Calgary / Canada
Born in 1982
Lyndsay Rice received an MFA from the University of Oregon in 2012 and a BFA from the University of Wisconsin Milwaukee in 2006. Rice was recently featured in the Art Jewelry Forum for her new body of work False Plumage. Her work will be exhibited at the Racine Art Museum this spring in an exhibition of contemporary Baroque-style Art. Currently, she is working on curatorial projects such as EMBODIED and was recently awarded an Emerging Curator Grant, from the Society of North American Goldsmiths. Her work has been exhibited across the United States, including recent shows at Arrowmont School of Art and Craft in Gatlinburg, Tennessee, Alliages in Lille, France and the Museum of Contemporary Craft in Portland, Oregon.
As a contemporary art jeweler, my work demonstrates a continued interest in ornamentation, structure, texture, and color as bionic amplification for the body. I create forms that operate as both signifiers and ornaments, investigating the parallels between plumage and badges, status, sexuality, and honor.

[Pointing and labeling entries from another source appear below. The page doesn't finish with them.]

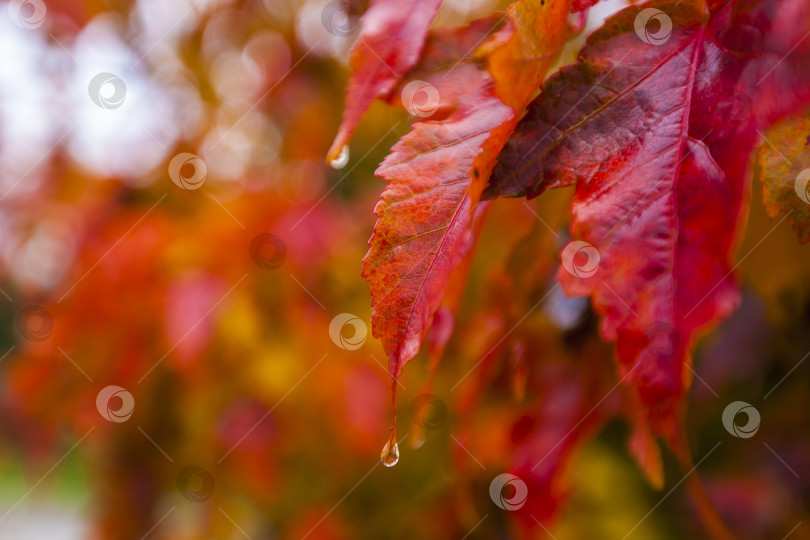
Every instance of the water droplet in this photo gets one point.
(342, 159)
(390, 453)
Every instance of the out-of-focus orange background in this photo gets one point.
(174, 251)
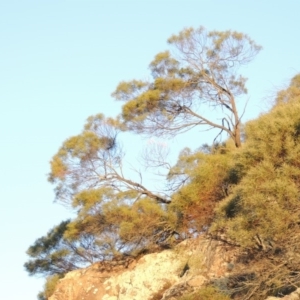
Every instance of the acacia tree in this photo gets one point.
(202, 71)
(88, 174)
(55, 254)
(93, 160)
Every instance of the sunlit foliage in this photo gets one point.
(200, 72)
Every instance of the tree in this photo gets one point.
(93, 160)
(261, 214)
(89, 176)
(54, 254)
(201, 72)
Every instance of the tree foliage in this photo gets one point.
(246, 196)
(55, 254)
(202, 71)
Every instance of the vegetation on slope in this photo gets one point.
(244, 190)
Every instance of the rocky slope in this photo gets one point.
(163, 275)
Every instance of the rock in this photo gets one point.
(197, 281)
(155, 275)
(293, 296)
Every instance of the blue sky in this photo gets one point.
(59, 63)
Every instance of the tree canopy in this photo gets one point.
(246, 196)
(200, 73)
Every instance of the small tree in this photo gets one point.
(201, 72)
(93, 160)
(54, 254)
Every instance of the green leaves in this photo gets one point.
(202, 71)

Using forms of communication both in the natural world and in societal structures, I amplify, hybridize, and alter militaristic badges and bird plumage to create a new language. In the natural world, red is the color of warning or symmetry; its relationship to poison, or the iridescence of a skin’s surface, exists as an optical trick to confuse a predator. In military outfitting, colors also signify status: purple for honor, or green representing saving a life in the field. Recreating natural and military patterning through both the haptic (piercing) and digital (laser cutting) means allows me to seamlessly incorporate various types of materials, such as plastics, leather, paper, and metal in my multilayered forms. These structures interact with the body and bring the visual languages of both the digital and natural worlds to life. While my forms may vary depending on site, all retain the themes of ornament, pattern, and signification of color. Through my process and materiality, I create works that illustrate how the body can be consumed by the languages and expressions of ornamentation.